Rhynchonellata are the major (and the only living) clade of the articulate brachiopods, distinguished from the paraphyletic "inarticulate" brachiopods by the development of proper hinge with sockets and teeth holding together the valves (inarticulate brachiopods use muscles to hold the valves together). Rhynchonellates are distinguished from the Strophomenata, the other (extinct) clade of articulate brachiopods by the absence of a pseudodeltidium (an internal shell plate partially covering the delthyrium) and the presence of a pedicle emerging posteriorly through the delthyrium (Sutton et al., 2005 - ummm, wouldn't these be plesiomorphic characters? Palaeos lists characters of the articulation supporting Rhynchonellata, but unfortunately the source sites linked to appear to be no longer available).
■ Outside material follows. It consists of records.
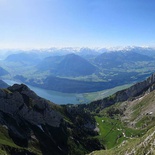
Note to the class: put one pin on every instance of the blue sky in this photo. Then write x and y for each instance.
(76, 23)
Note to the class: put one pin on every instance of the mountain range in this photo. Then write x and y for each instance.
(122, 123)
(80, 71)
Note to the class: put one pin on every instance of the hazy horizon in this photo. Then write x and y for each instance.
(27, 24)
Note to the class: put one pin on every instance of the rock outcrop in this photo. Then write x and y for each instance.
(32, 121)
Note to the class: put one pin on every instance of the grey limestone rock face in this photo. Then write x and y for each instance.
(26, 114)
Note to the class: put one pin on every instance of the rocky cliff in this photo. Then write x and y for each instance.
(37, 126)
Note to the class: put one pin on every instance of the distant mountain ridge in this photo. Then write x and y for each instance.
(69, 65)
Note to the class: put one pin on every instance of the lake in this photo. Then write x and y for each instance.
(53, 96)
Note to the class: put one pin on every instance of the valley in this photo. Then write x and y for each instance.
(105, 111)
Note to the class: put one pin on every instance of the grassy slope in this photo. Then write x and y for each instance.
(6, 144)
(131, 132)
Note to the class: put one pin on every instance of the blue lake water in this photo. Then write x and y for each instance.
(56, 97)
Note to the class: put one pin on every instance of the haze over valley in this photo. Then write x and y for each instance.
(77, 77)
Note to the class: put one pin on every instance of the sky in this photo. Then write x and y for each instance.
(76, 23)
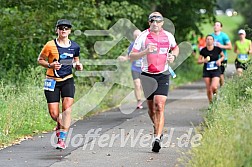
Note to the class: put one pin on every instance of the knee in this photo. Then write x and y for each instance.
(159, 107)
(214, 88)
(54, 115)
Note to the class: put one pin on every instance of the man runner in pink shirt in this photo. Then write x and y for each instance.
(157, 48)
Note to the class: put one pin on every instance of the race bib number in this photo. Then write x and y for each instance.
(243, 57)
(212, 65)
(49, 84)
(163, 50)
(138, 63)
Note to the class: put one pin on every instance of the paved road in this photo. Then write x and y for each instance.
(122, 140)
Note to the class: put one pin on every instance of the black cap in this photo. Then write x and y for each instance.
(63, 22)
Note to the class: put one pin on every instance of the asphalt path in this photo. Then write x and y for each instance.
(113, 138)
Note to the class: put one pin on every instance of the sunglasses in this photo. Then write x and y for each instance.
(64, 28)
(157, 21)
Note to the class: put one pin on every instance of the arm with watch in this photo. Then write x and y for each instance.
(171, 58)
(42, 61)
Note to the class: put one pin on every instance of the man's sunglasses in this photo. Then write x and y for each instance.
(64, 28)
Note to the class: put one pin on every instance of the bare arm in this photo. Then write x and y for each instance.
(218, 62)
(228, 46)
(250, 48)
(42, 60)
(201, 60)
(77, 64)
(235, 48)
(173, 55)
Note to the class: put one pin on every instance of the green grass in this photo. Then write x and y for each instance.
(230, 27)
(227, 132)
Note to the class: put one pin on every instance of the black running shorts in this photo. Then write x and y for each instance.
(155, 84)
(64, 89)
(223, 66)
(135, 74)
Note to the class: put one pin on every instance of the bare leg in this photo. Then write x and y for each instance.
(208, 89)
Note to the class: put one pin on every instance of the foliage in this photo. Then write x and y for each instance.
(227, 136)
(243, 7)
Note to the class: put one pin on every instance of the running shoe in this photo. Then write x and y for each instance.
(139, 105)
(57, 131)
(61, 144)
(156, 145)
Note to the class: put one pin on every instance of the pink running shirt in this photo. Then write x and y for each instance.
(155, 62)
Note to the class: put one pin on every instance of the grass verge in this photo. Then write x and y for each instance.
(227, 136)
The majority of living rhynchonellates belong to the Terebratulida, including Liothyrella. The Palaeozoic rhynchonellates, of course, showed a much greater diversity, with some eight or so orders (one small living order, the Thecideida, didn't actually appear until during the Mesozoic). One extinct order, the Spiriferida, actually survived the end-Permian event and even made something of a go of it in the Triassic, not fizzing out until sometime in the Jurassic. Spiriferids are probably my favourite group in the brachiopods, going in for a decidedly baroque turn in presentation. As shown in the picture of Mucrospirifer above (from Wikipedia), some spiriferids developed greatly elongated hinge lines, giving them a distinct winged appearance. It is possible that these "wings" supported the brachiopod on soft sediment, allowing the spiriferid to live floating on mud.
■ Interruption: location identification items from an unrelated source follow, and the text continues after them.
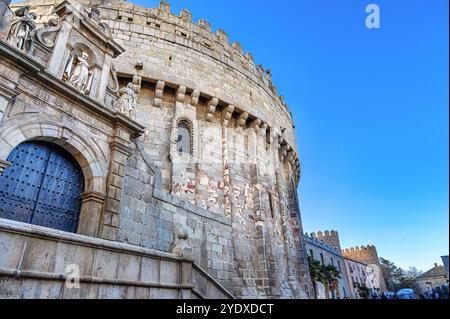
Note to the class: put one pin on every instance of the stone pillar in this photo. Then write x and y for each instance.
(120, 151)
(104, 77)
(55, 64)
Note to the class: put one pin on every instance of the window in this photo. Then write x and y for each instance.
(184, 144)
(271, 205)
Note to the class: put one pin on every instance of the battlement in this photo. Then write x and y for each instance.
(366, 254)
(313, 240)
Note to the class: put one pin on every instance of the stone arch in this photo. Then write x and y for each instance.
(90, 158)
(78, 47)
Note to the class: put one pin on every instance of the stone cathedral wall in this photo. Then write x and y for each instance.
(233, 197)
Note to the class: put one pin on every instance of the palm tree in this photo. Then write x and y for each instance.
(316, 273)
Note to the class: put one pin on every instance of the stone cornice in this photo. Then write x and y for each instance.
(65, 8)
(37, 70)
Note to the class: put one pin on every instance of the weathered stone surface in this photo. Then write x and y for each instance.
(228, 201)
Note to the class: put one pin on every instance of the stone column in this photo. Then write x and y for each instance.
(91, 212)
(104, 76)
(120, 151)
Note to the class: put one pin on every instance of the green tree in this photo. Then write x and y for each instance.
(327, 275)
(409, 278)
(364, 292)
(397, 278)
(332, 276)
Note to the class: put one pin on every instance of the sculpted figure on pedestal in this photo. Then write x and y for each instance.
(81, 76)
(22, 30)
(126, 102)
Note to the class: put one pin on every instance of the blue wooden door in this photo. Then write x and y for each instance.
(43, 186)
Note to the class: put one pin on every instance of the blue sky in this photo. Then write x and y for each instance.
(370, 108)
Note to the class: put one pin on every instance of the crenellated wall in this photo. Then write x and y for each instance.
(229, 202)
(367, 255)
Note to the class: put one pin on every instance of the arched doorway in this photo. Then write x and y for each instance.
(43, 186)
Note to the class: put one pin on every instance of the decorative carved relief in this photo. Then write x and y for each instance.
(158, 93)
(22, 29)
(126, 103)
(47, 34)
(79, 77)
(211, 108)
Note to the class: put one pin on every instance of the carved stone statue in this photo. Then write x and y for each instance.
(81, 76)
(181, 247)
(126, 103)
(22, 29)
(3, 9)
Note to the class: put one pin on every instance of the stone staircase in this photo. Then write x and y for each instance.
(37, 262)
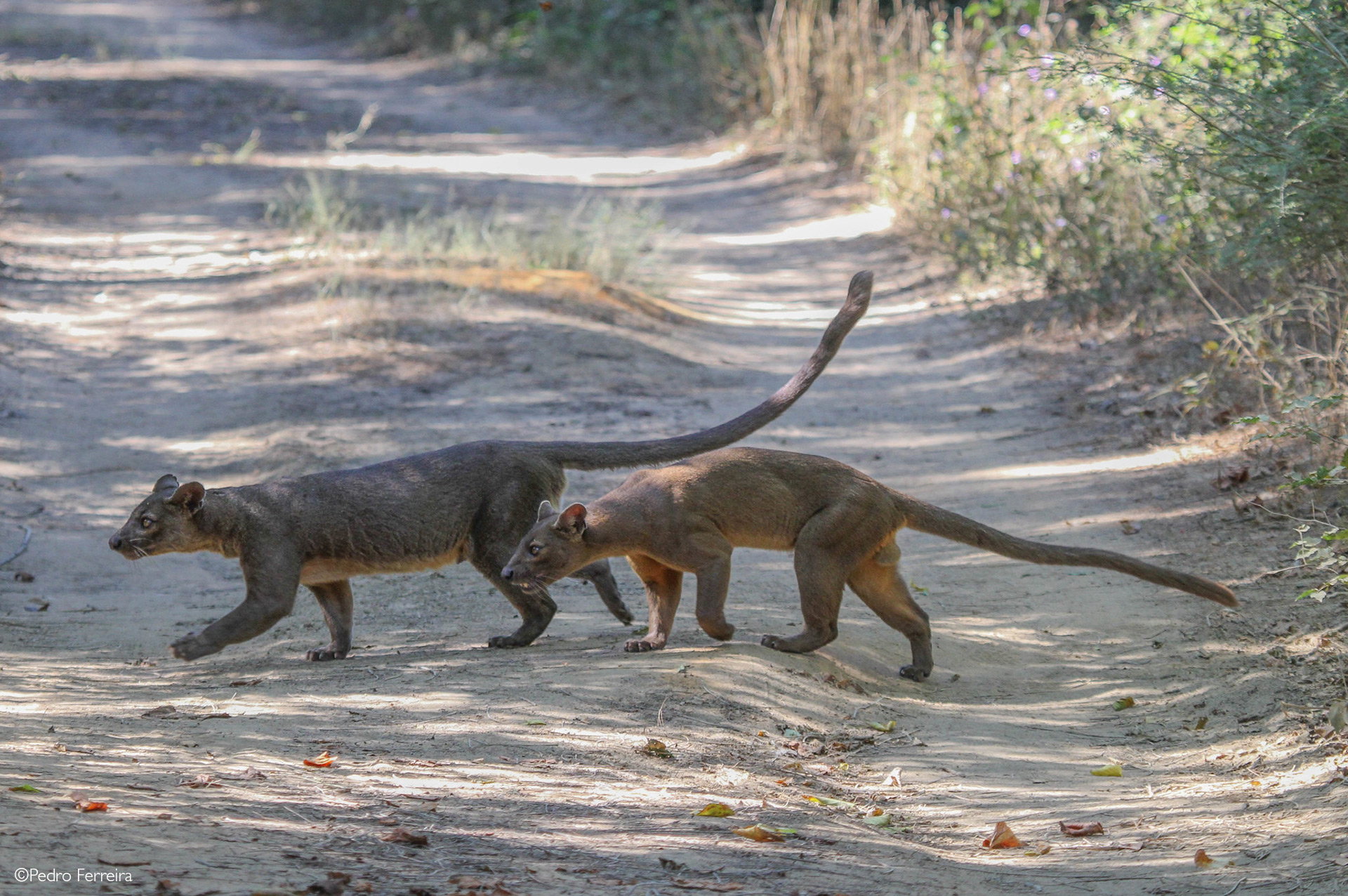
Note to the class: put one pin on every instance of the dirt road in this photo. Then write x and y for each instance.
(152, 322)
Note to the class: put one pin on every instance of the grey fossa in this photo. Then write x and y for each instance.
(468, 501)
(842, 523)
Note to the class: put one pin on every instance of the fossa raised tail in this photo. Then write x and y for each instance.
(839, 522)
(463, 503)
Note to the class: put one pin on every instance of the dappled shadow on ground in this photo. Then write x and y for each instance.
(152, 325)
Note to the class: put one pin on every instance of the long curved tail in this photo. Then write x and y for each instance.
(600, 456)
(934, 520)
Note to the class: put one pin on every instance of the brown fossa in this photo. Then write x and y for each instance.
(468, 501)
(839, 522)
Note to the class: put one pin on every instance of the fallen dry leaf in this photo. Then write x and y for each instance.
(200, 782)
(759, 834)
(716, 810)
(657, 749)
(1080, 829)
(404, 836)
(725, 887)
(247, 775)
(1002, 838)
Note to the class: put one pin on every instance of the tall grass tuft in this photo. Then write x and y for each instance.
(618, 242)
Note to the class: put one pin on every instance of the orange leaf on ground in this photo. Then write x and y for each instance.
(322, 760)
(759, 834)
(1080, 829)
(718, 810)
(1002, 838)
(404, 836)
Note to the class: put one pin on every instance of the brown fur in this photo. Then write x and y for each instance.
(468, 501)
(839, 522)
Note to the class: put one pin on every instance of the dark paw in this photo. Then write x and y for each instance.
(914, 674)
(640, 646)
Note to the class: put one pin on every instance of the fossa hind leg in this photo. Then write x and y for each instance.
(336, 604)
(820, 579)
(602, 577)
(826, 550)
(880, 586)
(663, 589)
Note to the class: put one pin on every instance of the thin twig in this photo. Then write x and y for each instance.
(27, 536)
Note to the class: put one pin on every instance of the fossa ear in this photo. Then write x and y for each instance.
(572, 522)
(187, 496)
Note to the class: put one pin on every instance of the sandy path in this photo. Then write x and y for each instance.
(152, 324)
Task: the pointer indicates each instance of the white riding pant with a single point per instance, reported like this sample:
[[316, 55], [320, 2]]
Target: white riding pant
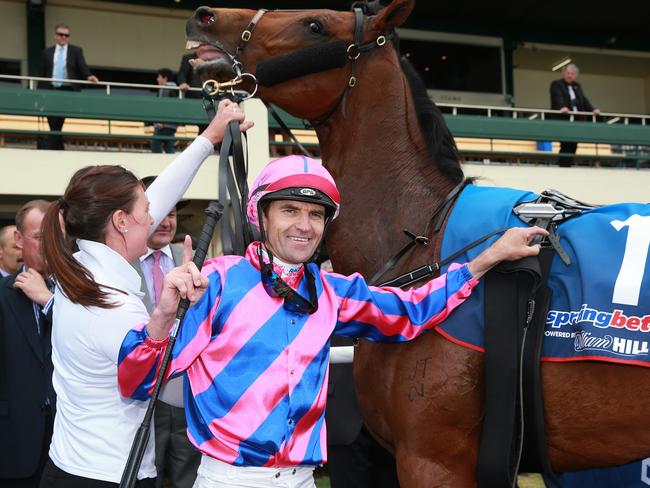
[[214, 473]]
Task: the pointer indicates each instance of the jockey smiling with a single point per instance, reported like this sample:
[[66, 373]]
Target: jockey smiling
[[255, 346]]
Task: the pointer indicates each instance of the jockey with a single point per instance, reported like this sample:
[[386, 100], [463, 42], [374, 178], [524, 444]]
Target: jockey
[[255, 346]]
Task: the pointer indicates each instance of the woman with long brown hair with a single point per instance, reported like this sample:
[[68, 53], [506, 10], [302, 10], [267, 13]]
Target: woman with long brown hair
[[107, 213]]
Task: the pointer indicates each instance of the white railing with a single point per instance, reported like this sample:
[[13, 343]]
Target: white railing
[[31, 82]]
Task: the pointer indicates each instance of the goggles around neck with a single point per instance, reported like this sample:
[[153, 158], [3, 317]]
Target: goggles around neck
[[294, 302]]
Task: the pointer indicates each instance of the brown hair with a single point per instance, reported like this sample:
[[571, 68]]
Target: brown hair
[[90, 199], [42, 205]]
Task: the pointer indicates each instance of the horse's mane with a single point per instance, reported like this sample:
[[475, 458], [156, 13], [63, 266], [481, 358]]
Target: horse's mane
[[440, 142]]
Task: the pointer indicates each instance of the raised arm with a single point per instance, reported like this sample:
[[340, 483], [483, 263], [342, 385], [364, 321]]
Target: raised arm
[[393, 315], [173, 182], [144, 346]]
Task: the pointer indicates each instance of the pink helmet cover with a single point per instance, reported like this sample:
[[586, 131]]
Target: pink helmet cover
[[289, 172]]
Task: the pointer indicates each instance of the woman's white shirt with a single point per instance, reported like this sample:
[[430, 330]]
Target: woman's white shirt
[[95, 426]]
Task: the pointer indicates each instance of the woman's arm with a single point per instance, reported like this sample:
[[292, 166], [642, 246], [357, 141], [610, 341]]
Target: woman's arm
[[173, 182]]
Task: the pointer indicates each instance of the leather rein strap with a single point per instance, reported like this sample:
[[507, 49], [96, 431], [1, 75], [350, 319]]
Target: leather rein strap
[[428, 270], [236, 233]]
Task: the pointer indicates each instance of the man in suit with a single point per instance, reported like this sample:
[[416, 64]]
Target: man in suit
[[355, 459], [187, 78], [10, 255], [176, 459], [27, 398], [64, 62], [567, 96]]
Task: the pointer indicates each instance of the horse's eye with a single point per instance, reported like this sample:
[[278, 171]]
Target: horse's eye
[[315, 27]]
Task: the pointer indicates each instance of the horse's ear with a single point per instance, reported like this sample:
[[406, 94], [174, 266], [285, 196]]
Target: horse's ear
[[392, 15]]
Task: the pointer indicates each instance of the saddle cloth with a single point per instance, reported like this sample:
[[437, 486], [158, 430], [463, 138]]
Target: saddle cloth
[[600, 309]]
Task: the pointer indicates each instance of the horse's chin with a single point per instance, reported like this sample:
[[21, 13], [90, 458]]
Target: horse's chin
[[216, 69]]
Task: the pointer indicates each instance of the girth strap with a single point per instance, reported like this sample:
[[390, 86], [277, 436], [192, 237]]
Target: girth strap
[[509, 306]]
Holmer, L. E., C. B. Skovsted & A. Williams. 2002. A stem group brachiopod from the Lower Cambrian: Support for a Micrina (halkieriid) ancestry. Palaeontology 45 (5): 875-882.
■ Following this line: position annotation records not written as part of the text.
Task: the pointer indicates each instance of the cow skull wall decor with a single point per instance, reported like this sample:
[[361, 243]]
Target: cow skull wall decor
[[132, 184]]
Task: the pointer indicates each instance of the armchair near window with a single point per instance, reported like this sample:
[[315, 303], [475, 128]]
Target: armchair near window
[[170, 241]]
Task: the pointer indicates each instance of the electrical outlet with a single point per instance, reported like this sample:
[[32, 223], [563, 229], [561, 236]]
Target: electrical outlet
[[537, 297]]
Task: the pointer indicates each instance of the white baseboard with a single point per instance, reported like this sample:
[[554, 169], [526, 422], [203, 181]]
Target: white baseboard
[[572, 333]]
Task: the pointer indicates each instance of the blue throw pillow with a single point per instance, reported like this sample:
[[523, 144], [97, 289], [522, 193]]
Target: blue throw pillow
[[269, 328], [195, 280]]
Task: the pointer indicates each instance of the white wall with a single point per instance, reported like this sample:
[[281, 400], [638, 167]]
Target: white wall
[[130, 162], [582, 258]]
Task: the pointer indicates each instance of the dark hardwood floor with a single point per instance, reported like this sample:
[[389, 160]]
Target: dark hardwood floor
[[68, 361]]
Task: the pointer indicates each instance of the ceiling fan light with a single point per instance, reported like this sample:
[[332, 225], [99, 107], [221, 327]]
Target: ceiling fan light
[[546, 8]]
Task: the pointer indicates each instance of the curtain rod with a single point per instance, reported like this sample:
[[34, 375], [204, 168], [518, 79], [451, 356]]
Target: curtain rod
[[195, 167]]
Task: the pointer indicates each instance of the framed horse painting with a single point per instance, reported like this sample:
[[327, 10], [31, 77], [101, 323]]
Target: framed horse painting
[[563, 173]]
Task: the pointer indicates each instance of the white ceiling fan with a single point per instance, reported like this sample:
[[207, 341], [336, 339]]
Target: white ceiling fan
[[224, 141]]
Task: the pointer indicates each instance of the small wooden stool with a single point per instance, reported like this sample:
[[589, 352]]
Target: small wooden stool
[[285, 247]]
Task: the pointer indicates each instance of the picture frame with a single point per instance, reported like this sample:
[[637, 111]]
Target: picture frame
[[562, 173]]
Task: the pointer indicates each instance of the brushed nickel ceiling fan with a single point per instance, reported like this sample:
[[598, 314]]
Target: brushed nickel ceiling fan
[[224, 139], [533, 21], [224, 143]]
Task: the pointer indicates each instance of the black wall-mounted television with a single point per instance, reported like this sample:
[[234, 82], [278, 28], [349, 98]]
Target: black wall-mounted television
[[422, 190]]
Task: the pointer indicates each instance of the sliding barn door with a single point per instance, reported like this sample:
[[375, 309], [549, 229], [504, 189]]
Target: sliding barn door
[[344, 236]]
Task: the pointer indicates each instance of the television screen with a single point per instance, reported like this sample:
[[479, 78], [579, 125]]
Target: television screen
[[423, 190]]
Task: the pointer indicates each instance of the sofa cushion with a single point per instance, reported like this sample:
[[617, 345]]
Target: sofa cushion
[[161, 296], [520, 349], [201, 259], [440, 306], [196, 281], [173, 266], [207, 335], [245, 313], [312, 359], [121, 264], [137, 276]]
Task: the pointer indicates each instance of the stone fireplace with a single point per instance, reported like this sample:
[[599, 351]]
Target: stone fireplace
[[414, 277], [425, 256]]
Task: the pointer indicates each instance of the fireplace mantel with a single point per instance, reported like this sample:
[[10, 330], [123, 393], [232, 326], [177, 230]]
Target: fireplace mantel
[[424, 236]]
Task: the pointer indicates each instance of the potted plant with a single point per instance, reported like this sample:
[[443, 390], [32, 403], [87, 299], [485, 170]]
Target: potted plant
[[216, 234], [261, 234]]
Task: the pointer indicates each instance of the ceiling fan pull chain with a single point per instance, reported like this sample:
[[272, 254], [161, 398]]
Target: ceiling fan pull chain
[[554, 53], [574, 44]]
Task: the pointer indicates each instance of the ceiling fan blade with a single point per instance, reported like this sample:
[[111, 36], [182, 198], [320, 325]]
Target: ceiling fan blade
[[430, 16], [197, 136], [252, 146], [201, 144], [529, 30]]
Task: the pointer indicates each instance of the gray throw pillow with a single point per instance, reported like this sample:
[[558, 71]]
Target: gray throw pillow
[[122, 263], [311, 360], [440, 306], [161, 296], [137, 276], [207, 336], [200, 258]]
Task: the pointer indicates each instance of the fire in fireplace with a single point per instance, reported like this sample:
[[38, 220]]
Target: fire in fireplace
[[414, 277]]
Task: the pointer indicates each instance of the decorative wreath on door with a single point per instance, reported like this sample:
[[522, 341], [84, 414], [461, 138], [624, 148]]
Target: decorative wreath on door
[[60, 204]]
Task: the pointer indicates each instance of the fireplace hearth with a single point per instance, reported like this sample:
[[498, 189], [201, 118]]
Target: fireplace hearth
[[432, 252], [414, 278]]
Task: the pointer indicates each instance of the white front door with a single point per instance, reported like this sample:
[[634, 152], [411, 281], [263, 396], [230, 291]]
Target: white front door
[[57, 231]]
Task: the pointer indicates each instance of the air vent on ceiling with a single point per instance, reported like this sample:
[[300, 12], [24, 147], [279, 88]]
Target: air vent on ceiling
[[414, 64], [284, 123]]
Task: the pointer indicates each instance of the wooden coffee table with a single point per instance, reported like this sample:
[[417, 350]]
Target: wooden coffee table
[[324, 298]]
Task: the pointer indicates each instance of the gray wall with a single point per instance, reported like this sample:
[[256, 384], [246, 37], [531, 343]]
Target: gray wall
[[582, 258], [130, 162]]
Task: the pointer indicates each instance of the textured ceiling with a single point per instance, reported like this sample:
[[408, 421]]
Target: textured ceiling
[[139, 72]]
Nielsen, C. 2002. The phylogenetic position of Entoprocta, Ectoprocta, Phoronida, and Brachiopoda. Integrative and Comparative Biology 42 (3): 685-691.

Prothero, D. R. 1998. Bringing Fossils to Life: An introduction to paleobiology. WCB McGraw-Hill: Boston.

Sutton, M. D., D. E. G. Briggs, D. J. Siveter & D. J. Siveter. 2005. Silurian brachiopods with soft-tissue preservation. Nature 436 (7053): 1013-1015.


  1. Are brachiopods as delicious as bivalves?

  2. Interesting stuff!

    I bet we could think of some more invented vernacular names if we tried....

  3. Are brachiopods as delicious as bivalves?

    Gorton's Law remains in place, I see. I don't think anyone, anywhere, has ever eaten brachiopods. Take another look at the anatomy diagram - there's just not an actual lot there to eat.

  4. Come to think of it, I don't think I have ever seen a brachiopod, dead or alive. I would be interesting to see one using its lophophore.

  5. I don't believe I've ever seen a live one, either. I've seen fossils, at least in my palaeontology classes. I believe the majority of living brachiopods are found in fairly deep water, though there are a few coastal species.

  6. So what are the closest living organisms today? Would that be bivalves?

    - Shelley, student

  7. Brachiopods are still alive today, though not exceedingly abundant. They're not closely related to bivalves (or any other molluscs) at all.